Temperature fluctuation / failed to reach target Poor device contact; cold room / poor ventilation Ensure heat pad contact and reseat flow cell; relocate device to RT with good ventilation; restart in MinKNOW (p. 39–40).

Documentation & records

Record the following in the run log (electronic or paper): sample ID(s); extraction method; DNA QC (Qubit, NanoDrop ratios), fragment size assessment; reagent kit lot/expiry; exact volumes and times used; bead ratios; library Qubit result and calculated loading mass/fmol; flow cell ID and Flow Cell Check pore count; priming/ loading time; MinKNOW run parameters (kit, basecalling setting, muxing, outputs); any deviations; troubleshooting actions; wash/return status.

Waste disposal

  • Collect ethanol waste for appropriate disposal.
  • Dispose of tips/tubes as laboratory waste per institutional policy.

References

  • Oxford Nanopore Technologies, “Ligation sequencing DNA V14 (SQK‑LSK114) – MinION/GridION; GDE_9161_v114_revAB (26 Aug 2025)”. Page references in this SOP point to this document.

Appendix A — Quick‑reference reagent tables

A1. End‑prep (total 60 µL; p. 11) 47 µL DNA (+1 µL DCS optional) + 7 µL FFPE Buffer v2 + 2 µL FFPE Repair Mix + 3 µL Ultra II End‑Prep Enzyme → 20 °C 5 min → 65 °C 5 min → cool; AXP clean‑up as described.
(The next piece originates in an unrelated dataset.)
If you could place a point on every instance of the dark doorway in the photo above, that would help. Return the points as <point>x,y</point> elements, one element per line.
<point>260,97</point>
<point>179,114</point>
A2. Ligation (total 100 µL; p. 15) 60 µL DNA + 5 µL LA + 25 µL LNB + 10 µL Salt‑T4 Ligase → 10 min RT; AXP 40 µL; wash ×2 with LFB or SFB; elute 15 µL EB (10 min; 37 °C optional).

A3. Flow‑cell priming mix with BSA (per FC; p. 19) FCF 1,170 µL + BSA 5 µL (50 mg/mL) + FCT 30 µL → 1,205 µL.

A4. Library loading mix (per FC; p. 23) SB 37.5 µL + LIB 25.5 µL (or LIS 25.5 µL) + DNA library 12 µL75 µL.

A5. Recommended flow‑cell loading amount (p. 16) <1 kb: 100 fmol; 1–10 kb: 35–50 fmol; >10 kb: 300 ng (or load entire library if yields are low).


Appendix B — Visual cues cited in this SOP

  • p. 19 (table & diagram): Priming mix recipe; flow‑cell placement.
  • p. 21 (diagram): Draw‑back 20–30 µL to remove bubbles.
  • p. 22–25 (diagrams): Priming steps (800 µL + wait 5 min; second 200 µL prime), dropwise 75 µL loading into SpotON.
  • p. 26–27 (diagrams): Light‑shield fitting and caution.